Average Train MAPE: 435%
Average Test: 371% (due to it being more 8 samples)
Average Train: 85%
Average Test: 50%
SVM Parameter selection Accuracy (before "classes equal" which lowered it, but was helped by FourierFeature analysis):
- Linear Kernel: Train: 42.19% Test: 41.67%
- Poly Kernel: Train: 53.12% Test: 50.00%
- RBF Kernel: Train: 60.93% Test: 58.33%
- RBF Kernel (no scaler): Train: 43.75% Test: 47.22%
- Sigmoid Kernel: Train: 42.19% Test: 38.89%
There are 2 data files, a training one used in the ANN training process, and a testing one used for ANN validation after training.
Each matlab data file has 2 rows "candidates", and "responses":
- candidates: Geometrical Variables. This should be 3 geometric variables considered during design, such as l_p (patch length), l_a (aperture length), and h_c (cavity height).
- responses: [Freq, Real(S-Param), Imaginary(S-Param)]
Electromagnetic band-gap (EBG) structure is a structure that creates a stopband to block electromagnetic waves of certain frequency bands (and heighten sensitivity otherwise) by forming a fine, periodic pattern of small metal patches on dielectric substrates.
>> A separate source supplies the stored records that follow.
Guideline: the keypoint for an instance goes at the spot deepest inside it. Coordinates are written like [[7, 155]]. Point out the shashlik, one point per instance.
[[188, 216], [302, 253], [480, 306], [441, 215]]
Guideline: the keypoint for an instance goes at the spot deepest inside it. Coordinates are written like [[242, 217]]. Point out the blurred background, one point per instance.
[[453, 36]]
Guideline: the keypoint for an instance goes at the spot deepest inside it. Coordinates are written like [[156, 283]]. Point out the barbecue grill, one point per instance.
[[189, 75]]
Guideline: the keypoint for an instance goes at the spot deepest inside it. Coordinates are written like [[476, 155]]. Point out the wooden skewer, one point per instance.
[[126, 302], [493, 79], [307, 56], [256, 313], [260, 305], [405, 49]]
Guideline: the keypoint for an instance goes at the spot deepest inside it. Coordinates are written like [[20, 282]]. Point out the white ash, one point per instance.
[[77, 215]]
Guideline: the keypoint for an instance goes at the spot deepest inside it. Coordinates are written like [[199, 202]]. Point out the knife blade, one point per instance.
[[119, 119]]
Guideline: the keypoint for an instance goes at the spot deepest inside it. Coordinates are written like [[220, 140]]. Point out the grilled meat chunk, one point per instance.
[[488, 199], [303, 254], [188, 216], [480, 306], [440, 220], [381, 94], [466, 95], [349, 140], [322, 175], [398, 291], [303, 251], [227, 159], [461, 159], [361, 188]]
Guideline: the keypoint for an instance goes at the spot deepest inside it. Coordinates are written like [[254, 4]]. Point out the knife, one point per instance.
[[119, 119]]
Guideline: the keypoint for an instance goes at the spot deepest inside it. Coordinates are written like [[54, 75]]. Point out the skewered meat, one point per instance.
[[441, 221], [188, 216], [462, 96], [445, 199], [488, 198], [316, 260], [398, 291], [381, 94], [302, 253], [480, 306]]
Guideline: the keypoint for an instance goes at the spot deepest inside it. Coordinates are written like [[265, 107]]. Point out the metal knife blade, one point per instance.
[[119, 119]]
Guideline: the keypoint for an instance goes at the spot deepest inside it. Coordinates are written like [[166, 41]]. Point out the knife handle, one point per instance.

This is using the antenna design contained in the paper, namely an EBG of 77 unit cells arranged in a grid without corners. The whole antenna is a partially reflective surface in front of a primary radiator, in this case it's at the center of a reflective cavity with a ground plane.
l_p is the patch length (and it's square so this gives us area)
l_a is the aperture length (also square)
h_c is the cavity height (between EBG layer and the ground plane)
For the Artificial Neural Net (ANN), we are assuming a structure as follows (see Gongal-Reddy 2015): Neuro-TF Model: Neural Network: input: Geometrical Variables output: Coefficients of Transfer Function (TF) Transfer Function: input: Coefficients of TF, frequency output: S-parameters (real, imaginary)
Then the error of these is compared to those simulated with HFSS EM. For specifics on the TF layout and interaction: "Parametric Modeling of EM Behavior of Microwave Components using Combined NN's and Hybrid TF's" For the NN implementation defaults such as number of layers please see: "Neural Network Approached to Electromagnetic Based Modeling of Passive Components".
We also need to sort the ANN's by the TF order. So we first need to pre-train the ANN using vector fitting. Get the TF coefficients, use the len of them for each sample as the "Y" to train a SVM. Once the SVM is trained we can use it to predict test data, then sort to proper ANN.
Vector Fitting: Obtains the poles and residues of the TF corresponding to the input set of S-params. The set of poles/residue coefficients is the Order. Typically each (complex) pole corresponds to a resonance peak in the frequency response, so order should at least match that. If there are no resonance peaks (very smooth) should check if soln is not well-defined. See Gustavsen1999 for more info. Also need SVD (of k rows of the a_bar values), then take its S values and plot to make sure none are small (under machine precision limit ~1e-12).